Noguchi Tsuyoshi, Takeno Shinsuke, Sato Tetsuro, Uchida Yuzo, Daa Tsutomu, Yokoyama Shigeo
Department of Oncological Science (Surgery II), Oita Medical University, Hasama-machi, Oita, Japan.
Jpn J Thorac Cardiovasc Surg. 2003 Jun;51(6):259-62. doi: 10.1007/s11748-003-0026-3.
A 69-year-old Japanese man undergoing total gastrectomy for multiple gastric ulcers at age 46 was found endoacopically to have multiple esophageal cancers in the upper, mid, and lower esophagus. Esophageal mucosa associated with tumors was replaced with columnar epithelium.
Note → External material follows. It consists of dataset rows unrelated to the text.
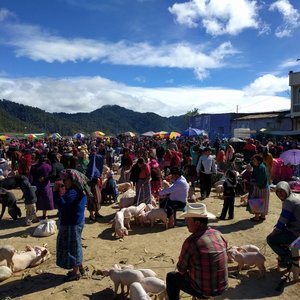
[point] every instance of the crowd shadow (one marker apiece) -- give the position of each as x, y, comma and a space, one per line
104, 295
27, 286
23, 232
233, 227
256, 287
He underwent total esophagectomy combined with laryngectomy, pharyngectomy, and lymph node dissection using the large bowel for reconstruction. The resected esophagus had multiple cancers, including well-differentiated adenocarcinoma, poorly differentiated adenocarcinoma, and small-cell carcinoma. Barrett's mucosa consisted mainly of specialized columnar epithelium while both junctional and fundic Barrett's epithelium was observed partially but not clearly. This case is indicative of the high and totipotential carcinogenetic risk of Barrett's epithelium and the relationship between duodenal content reflux and esophageal carcinogenesis after total gastrectomy.
一名69岁的日本男性,46岁时因多发性胃溃疡接受了全胃切除术,内镜检查发现其食管上段、中段和下段有多处食管癌。与肿瘤相关的食管黏膜被柱状上皮取代。他接受了全食管切除术,同时进行了喉切除术、咽切除术和淋巴结清扫术,并使用大肠进行重建。切除的食管中有多种癌症,包括高分化腺癌、低分化腺癌和小细胞癌。巴雷特黏膜主要由特殊柱状上皮组成,而交界性和胃底巴雷特上皮部分可见但不清晰。该病例表明巴雷特上皮具有高度和全能致癌风险,以及全胃切除术后十二指肠内容物反流与食管癌发生之间的关系。